First of all, what is it? Ever since I got my cold air intake for my 97 eclipse, people have been warning me about having the intake suck in water. How much water would the intake have to suck in before anything major happens?
hi i live in ca, and with the recent rains, the roads have had lots of water especially in the hi deserts, couple of my friends have sucked up enough water with their low, long cold air filters to bend their rods, other friends just did not drive their cars and some changed over to the short until the floods subsided. heavy rains will allow enough water into the intake to lock yours up, not worth taking the chance.
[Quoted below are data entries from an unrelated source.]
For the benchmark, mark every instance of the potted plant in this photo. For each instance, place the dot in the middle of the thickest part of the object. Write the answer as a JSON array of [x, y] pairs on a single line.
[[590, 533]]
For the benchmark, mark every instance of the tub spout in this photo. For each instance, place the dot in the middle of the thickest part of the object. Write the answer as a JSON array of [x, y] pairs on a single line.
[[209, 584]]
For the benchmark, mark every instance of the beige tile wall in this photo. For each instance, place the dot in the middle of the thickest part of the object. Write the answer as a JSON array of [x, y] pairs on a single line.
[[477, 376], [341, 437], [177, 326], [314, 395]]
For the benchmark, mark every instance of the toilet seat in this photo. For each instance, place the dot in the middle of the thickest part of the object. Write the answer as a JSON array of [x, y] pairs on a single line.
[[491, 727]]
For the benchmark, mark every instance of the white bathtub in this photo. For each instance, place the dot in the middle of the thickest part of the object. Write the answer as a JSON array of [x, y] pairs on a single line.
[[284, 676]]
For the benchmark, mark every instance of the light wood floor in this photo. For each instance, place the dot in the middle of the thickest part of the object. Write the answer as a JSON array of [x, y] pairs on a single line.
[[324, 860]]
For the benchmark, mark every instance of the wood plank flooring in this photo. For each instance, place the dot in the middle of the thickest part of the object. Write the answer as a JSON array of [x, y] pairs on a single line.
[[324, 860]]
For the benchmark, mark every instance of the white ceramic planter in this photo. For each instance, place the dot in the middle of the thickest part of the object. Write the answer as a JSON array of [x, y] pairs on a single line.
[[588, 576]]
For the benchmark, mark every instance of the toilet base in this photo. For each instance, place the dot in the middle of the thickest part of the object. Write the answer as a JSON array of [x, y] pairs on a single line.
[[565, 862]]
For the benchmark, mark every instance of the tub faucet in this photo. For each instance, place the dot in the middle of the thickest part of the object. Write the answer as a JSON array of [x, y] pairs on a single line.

"Water lock" is the familiar term for the condition known as hydrostatic
lock. As referenced in your question, it occurs when water is ingested by
the engine in a certain quantity. The specific quantity necessary varies by
engine. The problem is one of basic physics -- liquids are
non-compressible. Water, of course, is a liquid.
Your engine is a four-stroke-cycle engine. The four "strokes" are intake, compression, power, and exhaust. Note that compression directly follows intake. The intake stroke occurs during (generally) downward movement with the intake valve open. This causes an air-gas mixture to be drawn into the cylinder. At the bottom of the intake stroke, the cylinder volume above the piston is at its greatest. During the compression stroke, the piston moves upward, reducing the cylinder volume above the piston until the piston reaches its upper travel limit. At this point, the cylinder volume is at its smallest. Under normal conditions, the air-fuel mixture is basically gaseous in nature and is therefore compressible. But... what happens if the cylinder is contains liquid instead of vapor? In this case, at the point when the cylinder volume is reduced to where it is approximately the same as the volume of liquid in the cylinder, the piston will no longer be able to move upward. This is the "lock" point.
Depending upon specifics of operating conditions, engine design, and general engine health, this sudden stopping of the piston by a non-compressible mass can cause damage such as a broken piston, bent or broken connrod, shattering of engine castings, or even breakage of the crankshaft.
As to the question of how much water is needed? Not much -- when the engine ingests into any single cylinder a volume of water greater than the cylinder volume above the piston at TDC, the piston in that cylinder will be stopped on its compression stroke when the cylinder volume above the piston matches the volume of ingested liquid. The smaller the engine (displacement), the less liquid is needed to get to this point. That amount can be roughly calculated for any given engine, so long as the bore, stroke, and compression ratio are known.